To an outsider, I can sometimes appear manic. A psychiatrist would easily say I was bipolar during a flare as well as schizoid, depending on the severity, because I hear phantom sounds, smell phantom smells and see things in my peripheral vision that aren’t there. Again, I’m not dangerous, just… mixed up?
My muscles feel like jelly by now and I get super shaky. I struggle to lift something as light as a gallon of milk.
I have the urgent need to go to the toilet and it’s usually liquefied when I do.
Somewhere during this process my hip starts to hurt and radiates pain up into my ribs and down to my knee. And if my trigger is something I ingested I get stabbing abdominal pain in my lower left side, as well. That’s a guarantee. It’s so predictable I dread it. I call it the “invisible icepick man” stabbing me, it hurts so bad.
I get the hiccups and under my right eye twitches, which is WEIRD, but true.
My gums get sooo inflamed and will bleed if I touch them. My teeth feel loose (?) and I have an area on my upper left side that swells and forms a blood blister type thing and it is a definite sign of degranulation. I made the mistake of going to the dentist during one of these flares and he was sure I had infection and needed at least a root canal but I assured him that it had always been with me and it came and went and wasn’t a pocket of infection. It’s just a really good indicator for me that I’m inflamed.
Sometimes, I faint from the hypotension.
The amount of time it takes from exposure to flaring depends on the source. Foods take a lot longer, sometimes hours or even the next day. Once it starts it can last anywhere from a few minutes to days. Looking back, I can see that I degranulated for weeks on end before.
When I finally come down from a flare it always ends with what I call a ‘toxic sweat’. It feels as though I’ve been poisoned, which I have been really, because of how mast cell degranulation works, and it seems like the sweat is the final purge. It reeks and it’s sticky and gross and makes me feel an urgent need to take a hot shower.
Of course hot showers trigger me so…
That pretty much sums it up.
Now that I know what’s wrong with me I try to keep a positive attitude and what little is left of my dignity while living with mast cell activation disease, but it’s not easy when you find yourself in the throes of degranulation again and again.
Sometimes you can see the train coming and other times you’re already under it before you know it’s there!

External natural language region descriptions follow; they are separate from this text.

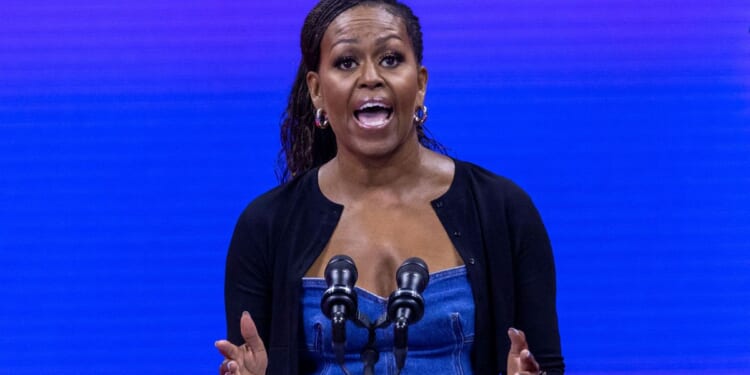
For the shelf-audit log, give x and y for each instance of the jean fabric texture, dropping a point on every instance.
(440, 343)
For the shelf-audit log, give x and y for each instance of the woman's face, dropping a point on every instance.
(369, 82)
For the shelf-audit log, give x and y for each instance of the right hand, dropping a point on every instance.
(249, 358)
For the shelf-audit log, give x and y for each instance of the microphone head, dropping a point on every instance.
(413, 275)
(341, 275)
(341, 271)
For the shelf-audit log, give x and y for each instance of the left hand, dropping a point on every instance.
(520, 359)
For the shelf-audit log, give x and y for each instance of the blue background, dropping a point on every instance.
(132, 135)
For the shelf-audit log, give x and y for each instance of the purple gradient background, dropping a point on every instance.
(132, 134)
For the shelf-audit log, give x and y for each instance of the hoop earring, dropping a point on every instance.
(420, 115)
(321, 120)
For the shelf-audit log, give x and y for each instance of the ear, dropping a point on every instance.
(421, 84)
(313, 86)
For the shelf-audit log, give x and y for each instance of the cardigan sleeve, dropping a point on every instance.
(534, 282)
(247, 282)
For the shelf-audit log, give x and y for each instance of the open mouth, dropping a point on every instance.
(373, 114)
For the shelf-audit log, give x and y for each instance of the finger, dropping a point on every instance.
(227, 349)
(517, 341)
(528, 363)
(223, 367)
(250, 333)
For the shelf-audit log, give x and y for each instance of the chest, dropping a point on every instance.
(379, 237)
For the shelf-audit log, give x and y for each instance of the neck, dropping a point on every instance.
(347, 176)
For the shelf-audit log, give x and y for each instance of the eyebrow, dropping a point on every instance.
(378, 41)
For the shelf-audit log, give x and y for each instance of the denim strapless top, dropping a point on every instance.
(440, 343)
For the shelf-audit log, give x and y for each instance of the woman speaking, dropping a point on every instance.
(362, 178)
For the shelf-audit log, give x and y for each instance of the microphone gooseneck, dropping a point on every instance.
(406, 305)
(339, 301)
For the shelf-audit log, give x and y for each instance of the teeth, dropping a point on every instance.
(372, 105)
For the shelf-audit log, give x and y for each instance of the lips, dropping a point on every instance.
(373, 113)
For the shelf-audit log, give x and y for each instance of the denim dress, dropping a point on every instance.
(440, 343)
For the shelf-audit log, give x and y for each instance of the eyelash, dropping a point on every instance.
(397, 57)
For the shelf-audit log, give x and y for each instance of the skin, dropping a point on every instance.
(382, 176)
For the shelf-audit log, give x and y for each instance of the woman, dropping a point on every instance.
(363, 181)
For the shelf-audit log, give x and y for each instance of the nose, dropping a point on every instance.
(370, 77)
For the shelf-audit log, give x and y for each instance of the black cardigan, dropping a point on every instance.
(492, 222)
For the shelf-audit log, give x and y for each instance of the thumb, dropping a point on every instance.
(250, 333)
(517, 341)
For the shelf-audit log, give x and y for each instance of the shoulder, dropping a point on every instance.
(489, 185)
(279, 202)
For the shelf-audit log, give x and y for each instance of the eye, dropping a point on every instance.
(391, 60)
(345, 63)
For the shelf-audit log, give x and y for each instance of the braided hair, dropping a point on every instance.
(303, 145)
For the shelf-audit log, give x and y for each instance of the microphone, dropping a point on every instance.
(406, 305)
(339, 301)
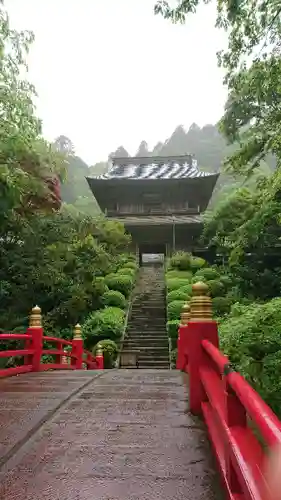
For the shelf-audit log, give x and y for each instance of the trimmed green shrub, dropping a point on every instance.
(180, 260)
(175, 273)
(216, 288)
(174, 309)
(120, 282)
(172, 329)
(130, 265)
(226, 280)
(179, 294)
(196, 278)
(110, 351)
(100, 285)
(114, 298)
(221, 306)
(197, 263)
(208, 273)
(127, 271)
(103, 324)
(175, 284)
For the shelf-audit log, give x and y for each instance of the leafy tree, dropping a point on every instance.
(120, 153)
(64, 145)
(252, 114)
(27, 163)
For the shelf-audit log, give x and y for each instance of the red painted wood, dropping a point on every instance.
(34, 349)
(227, 401)
(7, 372)
(15, 336)
(100, 362)
(55, 339)
(16, 352)
(182, 344)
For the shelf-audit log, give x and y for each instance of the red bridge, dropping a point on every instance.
(88, 433)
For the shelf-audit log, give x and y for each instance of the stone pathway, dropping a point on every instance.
(111, 435)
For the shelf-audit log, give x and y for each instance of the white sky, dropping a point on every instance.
(110, 73)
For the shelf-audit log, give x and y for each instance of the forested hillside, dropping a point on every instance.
(207, 144)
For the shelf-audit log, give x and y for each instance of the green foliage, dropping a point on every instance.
(180, 261)
(216, 288)
(207, 274)
(110, 351)
(175, 284)
(251, 337)
(114, 298)
(127, 271)
(103, 324)
(221, 306)
(179, 294)
(130, 264)
(121, 283)
(172, 329)
(174, 354)
(187, 289)
(197, 263)
(175, 273)
(174, 309)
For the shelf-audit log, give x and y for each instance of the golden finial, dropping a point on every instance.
(99, 350)
(201, 303)
(185, 314)
(77, 332)
(35, 318)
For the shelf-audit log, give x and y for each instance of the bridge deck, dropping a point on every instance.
(111, 435)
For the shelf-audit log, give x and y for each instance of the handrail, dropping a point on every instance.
(33, 350)
(240, 424)
(127, 318)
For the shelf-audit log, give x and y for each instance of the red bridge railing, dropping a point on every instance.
(241, 426)
(69, 355)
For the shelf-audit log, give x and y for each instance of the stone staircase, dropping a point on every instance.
(146, 331)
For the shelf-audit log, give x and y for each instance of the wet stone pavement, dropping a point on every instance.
(110, 435)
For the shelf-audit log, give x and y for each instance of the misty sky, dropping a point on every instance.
(109, 72)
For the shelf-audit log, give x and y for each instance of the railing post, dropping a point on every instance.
(200, 327)
(77, 348)
(183, 338)
(99, 358)
(35, 329)
(236, 416)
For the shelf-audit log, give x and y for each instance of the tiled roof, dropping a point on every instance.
(169, 167)
(159, 220)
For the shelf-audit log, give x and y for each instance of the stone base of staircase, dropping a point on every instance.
(146, 332)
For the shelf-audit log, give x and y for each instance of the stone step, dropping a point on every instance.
(154, 364)
(151, 350)
(151, 359)
(147, 342)
(149, 335)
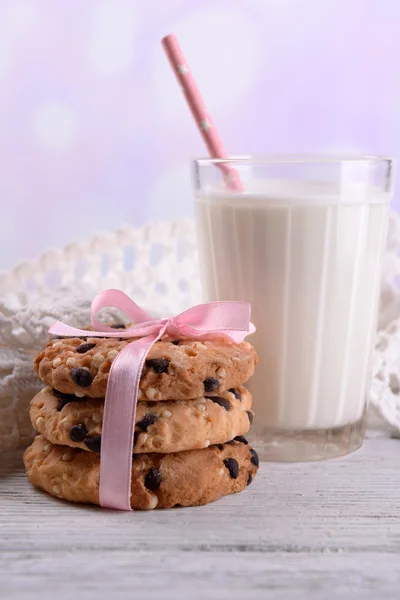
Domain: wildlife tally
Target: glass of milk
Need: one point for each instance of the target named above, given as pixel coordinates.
(303, 243)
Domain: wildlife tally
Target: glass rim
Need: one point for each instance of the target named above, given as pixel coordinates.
(293, 158)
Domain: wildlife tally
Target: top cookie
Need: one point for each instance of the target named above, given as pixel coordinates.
(174, 369)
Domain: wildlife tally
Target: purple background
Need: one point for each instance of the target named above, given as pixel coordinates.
(95, 133)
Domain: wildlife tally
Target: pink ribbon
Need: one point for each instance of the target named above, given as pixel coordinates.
(205, 321)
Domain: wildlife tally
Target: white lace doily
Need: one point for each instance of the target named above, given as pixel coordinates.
(157, 266)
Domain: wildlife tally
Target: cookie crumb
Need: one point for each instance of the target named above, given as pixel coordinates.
(39, 422)
(153, 502)
(151, 393)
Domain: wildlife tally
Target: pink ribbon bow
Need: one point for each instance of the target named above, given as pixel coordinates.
(205, 321)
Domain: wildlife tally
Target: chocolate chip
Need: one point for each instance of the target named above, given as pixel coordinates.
(254, 458)
(81, 377)
(85, 348)
(233, 467)
(153, 479)
(93, 442)
(77, 433)
(221, 401)
(64, 399)
(236, 394)
(211, 384)
(241, 439)
(147, 420)
(159, 365)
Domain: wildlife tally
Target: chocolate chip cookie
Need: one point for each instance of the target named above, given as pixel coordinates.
(168, 426)
(174, 369)
(189, 478)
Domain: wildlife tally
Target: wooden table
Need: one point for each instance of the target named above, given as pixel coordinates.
(301, 531)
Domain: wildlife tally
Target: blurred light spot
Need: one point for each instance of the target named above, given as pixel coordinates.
(220, 46)
(5, 57)
(112, 37)
(171, 196)
(20, 17)
(55, 126)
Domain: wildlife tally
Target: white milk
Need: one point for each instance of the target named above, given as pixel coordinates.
(309, 262)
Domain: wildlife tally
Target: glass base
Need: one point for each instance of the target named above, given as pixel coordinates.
(282, 445)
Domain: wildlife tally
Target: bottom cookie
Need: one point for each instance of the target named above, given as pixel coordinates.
(189, 478)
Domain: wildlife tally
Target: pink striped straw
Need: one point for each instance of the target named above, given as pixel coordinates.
(199, 111)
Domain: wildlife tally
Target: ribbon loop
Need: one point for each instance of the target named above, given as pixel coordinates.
(205, 321)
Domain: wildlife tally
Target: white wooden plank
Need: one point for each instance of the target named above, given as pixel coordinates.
(329, 529)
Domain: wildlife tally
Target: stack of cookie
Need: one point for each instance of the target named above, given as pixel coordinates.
(192, 415)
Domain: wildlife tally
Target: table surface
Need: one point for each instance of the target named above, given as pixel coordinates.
(316, 530)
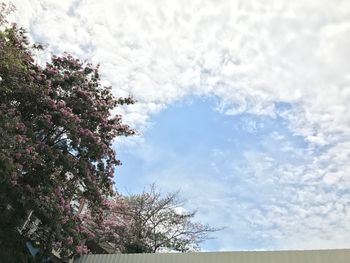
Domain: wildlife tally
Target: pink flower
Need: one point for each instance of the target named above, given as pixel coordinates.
(81, 249)
(69, 240)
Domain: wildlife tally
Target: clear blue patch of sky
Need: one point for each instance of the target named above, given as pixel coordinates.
(203, 143)
(194, 128)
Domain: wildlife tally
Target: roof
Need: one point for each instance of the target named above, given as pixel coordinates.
(298, 256)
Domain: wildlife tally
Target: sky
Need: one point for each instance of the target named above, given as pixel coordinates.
(241, 105)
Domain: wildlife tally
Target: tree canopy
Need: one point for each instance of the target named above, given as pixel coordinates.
(148, 223)
(57, 164)
(55, 146)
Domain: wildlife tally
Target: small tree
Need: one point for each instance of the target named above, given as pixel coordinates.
(55, 147)
(149, 223)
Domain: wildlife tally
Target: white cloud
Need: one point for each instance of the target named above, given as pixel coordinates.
(251, 54)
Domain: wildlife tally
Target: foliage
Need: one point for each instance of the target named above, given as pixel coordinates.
(149, 223)
(55, 147)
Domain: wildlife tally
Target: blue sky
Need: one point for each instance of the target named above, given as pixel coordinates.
(242, 105)
(191, 145)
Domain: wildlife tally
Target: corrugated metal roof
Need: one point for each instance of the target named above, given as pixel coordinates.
(302, 256)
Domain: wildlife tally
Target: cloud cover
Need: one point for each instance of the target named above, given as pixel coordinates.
(253, 56)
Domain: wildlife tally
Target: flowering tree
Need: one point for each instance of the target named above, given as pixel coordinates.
(149, 223)
(55, 147)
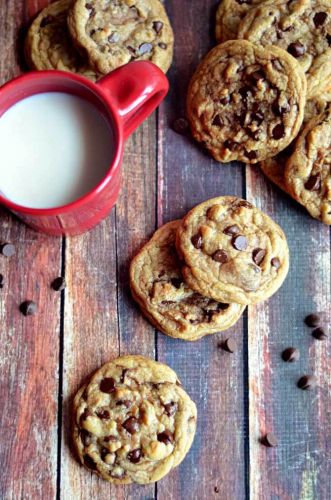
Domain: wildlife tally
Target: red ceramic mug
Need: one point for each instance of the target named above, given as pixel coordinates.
(125, 97)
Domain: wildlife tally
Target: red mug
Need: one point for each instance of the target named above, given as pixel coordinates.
(125, 97)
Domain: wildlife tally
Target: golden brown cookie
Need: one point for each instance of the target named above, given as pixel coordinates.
(48, 44)
(303, 28)
(115, 32)
(233, 252)
(133, 422)
(246, 102)
(158, 287)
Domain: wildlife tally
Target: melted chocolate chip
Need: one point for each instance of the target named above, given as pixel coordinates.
(131, 425)
(107, 385)
(296, 49)
(165, 437)
(239, 242)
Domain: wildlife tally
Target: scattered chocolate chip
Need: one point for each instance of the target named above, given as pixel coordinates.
(312, 320)
(180, 125)
(290, 355)
(319, 18)
(239, 242)
(58, 284)
(28, 308)
(7, 249)
(131, 425)
(145, 48)
(157, 26)
(220, 256)
(170, 408)
(296, 49)
(275, 262)
(196, 241)
(269, 440)
(107, 385)
(313, 183)
(319, 333)
(165, 437)
(231, 230)
(278, 131)
(134, 456)
(258, 255)
(307, 382)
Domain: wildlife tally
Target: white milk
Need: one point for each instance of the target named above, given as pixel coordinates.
(54, 147)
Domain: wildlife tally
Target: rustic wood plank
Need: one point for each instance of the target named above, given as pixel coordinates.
(298, 467)
(30, 346)
(213, 378)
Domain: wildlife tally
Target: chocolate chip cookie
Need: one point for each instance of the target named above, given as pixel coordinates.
(308, 169)
(158, 287)
(115, 32)
(233, 252)
(48, 44)
(246, 102)
(303, 28)
(133, 422)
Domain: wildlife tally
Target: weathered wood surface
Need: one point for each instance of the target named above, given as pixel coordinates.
(45, 358)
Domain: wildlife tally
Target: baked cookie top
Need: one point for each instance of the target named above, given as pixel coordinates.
(303, 28)
(115, 32)
(133, 422)
(49, 46)
(158, 286)
(233, 252)
(308, 170)
(246, 102)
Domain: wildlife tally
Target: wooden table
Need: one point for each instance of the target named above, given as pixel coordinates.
(240, 396)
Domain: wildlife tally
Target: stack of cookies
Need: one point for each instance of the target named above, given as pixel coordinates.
(196, 275)
(95, 37)
(262, 95)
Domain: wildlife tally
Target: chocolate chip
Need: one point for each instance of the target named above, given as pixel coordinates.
(8, 249)
(134, 456)
(196, 241)
(296, 49)
(157, 26)
(269, 440)
(278, 131)
(313, 183)
(275, 262)
(107, 385)
(319, 333)
(165, 437)
(231, 230)
(312, 320)
(131, 425)
(239, 242)
(307, 382)
(170, 408)
(58, 284)
(145, 48)
(180, 125)
(319, 18)
(28, 308)
(290, 355)
(220, 256)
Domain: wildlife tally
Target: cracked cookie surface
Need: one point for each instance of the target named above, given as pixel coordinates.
(246, 103)
(115, 32)
(158, 287)
(308, 169)
(233, 252)
(303, 28)
(133, 422)
(49, 46)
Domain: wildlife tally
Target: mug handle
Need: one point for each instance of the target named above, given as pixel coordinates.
(135, 90)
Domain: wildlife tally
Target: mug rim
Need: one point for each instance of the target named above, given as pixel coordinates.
(116, 126)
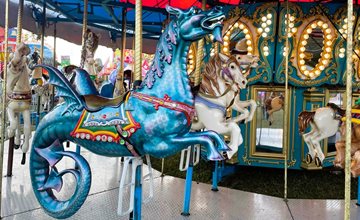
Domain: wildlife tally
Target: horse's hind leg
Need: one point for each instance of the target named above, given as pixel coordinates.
(17, 139)
(27, 130)
(203, 138)
(13, 122)
(307, 138)
(316, 142)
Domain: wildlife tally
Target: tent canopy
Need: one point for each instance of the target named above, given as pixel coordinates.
(105, 17)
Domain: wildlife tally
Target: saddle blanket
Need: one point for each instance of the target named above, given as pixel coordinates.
(104, 125)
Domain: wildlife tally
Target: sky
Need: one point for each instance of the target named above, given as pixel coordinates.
(65, 48)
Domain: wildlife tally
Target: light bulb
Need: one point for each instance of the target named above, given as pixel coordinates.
(320, 23)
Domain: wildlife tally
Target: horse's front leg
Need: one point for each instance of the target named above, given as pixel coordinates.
(203, 138)
(253, 107)
(13, 121)
(27, 130)
(17, 132)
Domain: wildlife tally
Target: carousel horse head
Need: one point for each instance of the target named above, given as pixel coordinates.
(18, 60)
(18, 79)
(19, 94)
(222, 69)
(90, 46)
(194, 23)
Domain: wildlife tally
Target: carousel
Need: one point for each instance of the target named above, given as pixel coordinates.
(235, 83)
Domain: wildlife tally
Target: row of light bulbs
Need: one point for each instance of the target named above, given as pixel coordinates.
(191, 65)
(265, 25)
(242, 28)
(325, 55)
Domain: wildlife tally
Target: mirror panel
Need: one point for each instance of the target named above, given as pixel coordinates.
(268, 122)
(337, 98)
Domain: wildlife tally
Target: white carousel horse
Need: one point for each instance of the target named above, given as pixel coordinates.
(88, 62)
(219, 90)
(38, 82)
(19, 96)
(324, 123)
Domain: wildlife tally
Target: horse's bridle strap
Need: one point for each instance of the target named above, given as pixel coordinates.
(166, 102)
(20, 95)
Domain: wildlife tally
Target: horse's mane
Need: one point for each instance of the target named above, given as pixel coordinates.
(211, 75)
(164, 54)
(92, 42)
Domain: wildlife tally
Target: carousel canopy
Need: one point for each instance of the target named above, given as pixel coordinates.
(105, 17)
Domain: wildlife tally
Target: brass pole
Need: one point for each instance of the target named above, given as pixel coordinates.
(138, 40)
(84, 31)
(120, 74)
(19, 21)
(286, 104)
(349, 76)
(199, 54)
(54, 64)
(3, 115)
(43, 33)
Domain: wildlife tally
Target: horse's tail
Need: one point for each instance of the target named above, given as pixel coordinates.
(46, 152)
(337, 109)
(304, 119)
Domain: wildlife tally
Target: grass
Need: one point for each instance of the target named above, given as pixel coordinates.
(302, 184)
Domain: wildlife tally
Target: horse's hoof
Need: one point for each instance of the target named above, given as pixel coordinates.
(308, 159)
(318, 162)
(23, 160)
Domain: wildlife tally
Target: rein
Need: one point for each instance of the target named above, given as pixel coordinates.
(166, 102)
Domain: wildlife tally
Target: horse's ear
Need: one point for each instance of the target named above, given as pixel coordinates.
(223, 57)
(173, 11)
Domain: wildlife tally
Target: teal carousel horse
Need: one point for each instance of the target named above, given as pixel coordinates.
(155, 119)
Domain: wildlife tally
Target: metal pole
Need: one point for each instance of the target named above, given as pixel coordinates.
(37, 120)
(286, 104)
(138, 193)
(162, 167)
(199, 54)
(138, 40)
(188, 184)
(19, 21)
(54, 64)
(349, 75)
(3, 117)
(215, 175)
(84, 31)
(120, 75)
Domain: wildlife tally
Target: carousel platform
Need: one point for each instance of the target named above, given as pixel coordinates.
(19, 202)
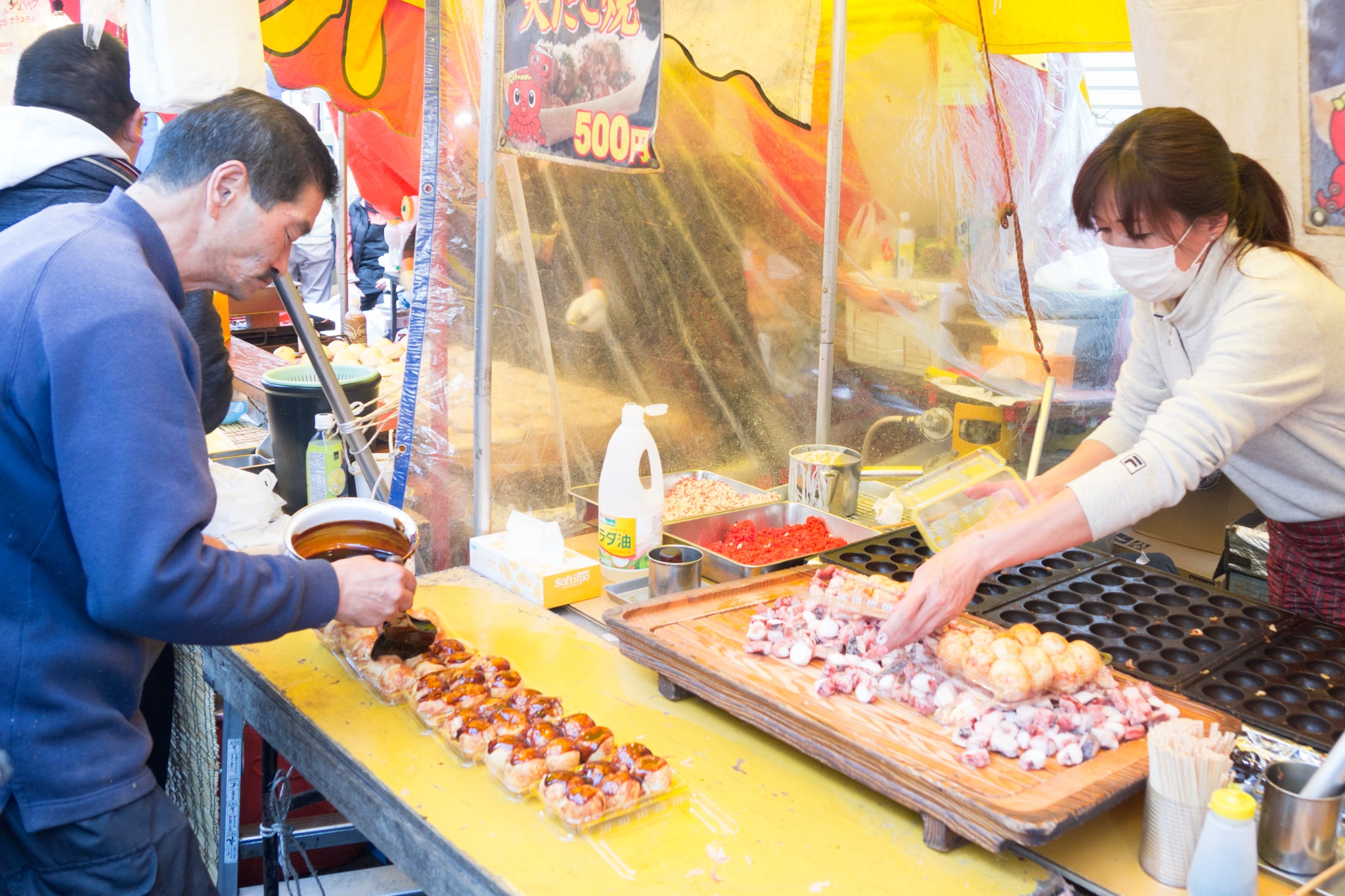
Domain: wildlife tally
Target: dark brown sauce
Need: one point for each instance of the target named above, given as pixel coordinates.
(351, 539)
(403, 639)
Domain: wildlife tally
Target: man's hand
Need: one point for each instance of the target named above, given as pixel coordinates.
(372, 591)
(940, 589)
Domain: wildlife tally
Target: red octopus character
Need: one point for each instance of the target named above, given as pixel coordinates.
(525, 121)
(1333, 198)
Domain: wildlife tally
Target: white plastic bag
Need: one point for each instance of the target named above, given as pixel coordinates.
(185, 53)
(245, 505)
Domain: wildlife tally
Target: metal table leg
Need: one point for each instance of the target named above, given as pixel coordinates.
(271, 840)
(231, 778)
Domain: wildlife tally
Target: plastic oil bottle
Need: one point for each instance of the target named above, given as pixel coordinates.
(906, 247)
(323, 461)
(1225, 855)
(630, 513)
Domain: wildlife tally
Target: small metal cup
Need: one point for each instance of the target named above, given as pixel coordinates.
(674, 568)
(1297, 834)
(826, 486)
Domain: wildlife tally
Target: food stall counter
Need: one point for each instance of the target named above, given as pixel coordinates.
(758, 816)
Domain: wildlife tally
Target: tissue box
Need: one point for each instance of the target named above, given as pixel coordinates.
(576, 580)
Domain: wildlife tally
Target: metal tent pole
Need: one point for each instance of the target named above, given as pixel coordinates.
(831, 223)
(485, 268)
(341, 221)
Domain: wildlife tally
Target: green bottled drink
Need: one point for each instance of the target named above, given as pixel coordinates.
(326, 472)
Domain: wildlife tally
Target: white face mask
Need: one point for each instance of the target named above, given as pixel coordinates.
(1152, 274)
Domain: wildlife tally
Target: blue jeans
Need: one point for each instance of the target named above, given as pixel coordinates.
(144, 847)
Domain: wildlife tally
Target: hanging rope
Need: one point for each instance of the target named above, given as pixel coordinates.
(277, 805)
(1009, 211)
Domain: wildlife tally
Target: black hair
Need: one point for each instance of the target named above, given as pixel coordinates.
(58, 72)
(277, 146)
(1170, 159)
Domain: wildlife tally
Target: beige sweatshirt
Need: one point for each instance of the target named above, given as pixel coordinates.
(1246, 373)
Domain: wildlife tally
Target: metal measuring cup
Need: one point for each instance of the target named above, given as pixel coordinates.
(674, 568)
(1294, 833)
(831, 486)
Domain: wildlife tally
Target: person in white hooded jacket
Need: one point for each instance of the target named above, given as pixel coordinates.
(72, 137)
(1237, 364)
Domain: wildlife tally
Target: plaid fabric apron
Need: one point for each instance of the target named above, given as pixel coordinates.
(1306, 567)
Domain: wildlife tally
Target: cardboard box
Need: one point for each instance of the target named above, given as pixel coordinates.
(1200, 521)
(576, 580)
(894, 341)
(1026, 366)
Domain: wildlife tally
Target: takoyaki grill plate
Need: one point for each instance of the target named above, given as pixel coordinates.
(899, 554)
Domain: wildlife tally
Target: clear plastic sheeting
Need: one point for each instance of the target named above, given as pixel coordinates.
(699, 286)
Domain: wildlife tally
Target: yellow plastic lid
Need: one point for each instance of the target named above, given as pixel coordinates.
(1232, 803)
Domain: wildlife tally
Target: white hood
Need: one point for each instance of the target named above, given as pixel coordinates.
(34, 140)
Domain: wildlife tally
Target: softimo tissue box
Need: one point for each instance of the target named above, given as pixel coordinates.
(536, 565)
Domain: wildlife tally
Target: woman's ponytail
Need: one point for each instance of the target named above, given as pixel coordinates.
(1262, 211)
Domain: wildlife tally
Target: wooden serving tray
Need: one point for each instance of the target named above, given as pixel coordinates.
(694, 641)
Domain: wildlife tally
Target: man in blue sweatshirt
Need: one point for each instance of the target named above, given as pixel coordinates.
(105, 490)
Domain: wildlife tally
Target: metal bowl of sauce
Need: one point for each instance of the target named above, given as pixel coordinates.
(341, 528)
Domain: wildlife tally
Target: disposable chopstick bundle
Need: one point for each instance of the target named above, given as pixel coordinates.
(1185, 762)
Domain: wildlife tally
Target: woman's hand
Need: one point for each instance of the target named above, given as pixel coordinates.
(942, 587)
(944, 584)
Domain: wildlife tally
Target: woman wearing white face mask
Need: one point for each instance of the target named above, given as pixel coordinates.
(1238, 364)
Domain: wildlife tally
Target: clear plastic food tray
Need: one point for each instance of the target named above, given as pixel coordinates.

That’s what happened to me again yesterday afternoon. Out of nowhere, a sudden flood of mucus came at me like a tsunami again. It poured, literally, from everywhere all at once and worse, my sinuses and throat closed shut from swelling so I couldn’t f***ing breathe!!
It was awful.
It’s not the first time it’s happened, but when my throat closed off completely it scared me so I panicked, which escalated things even further. Then I quickly remembered I love my life and my family and my pups and I’m not quite ready to find out what lies in the great beyond (or doesn’t?!). So I forced myself to calm down, got to my meds and by using enough Nasalcrom and hitting my inhaler when I could finally get a small gulp of air in after expelling gallons of clear, thick, sticky mucus out of my lungs and throat and nose, I survived it (yet again).
Again, it seems like that Nasalcrom is the magic bullet because it works quickly and it really calms everything it touches right down. I squirt enough in each side until I feel it open up my nasal passages and then run down the back of my throat really good. I want it to get down there because of the swelling and mucus that closes my throat off completely.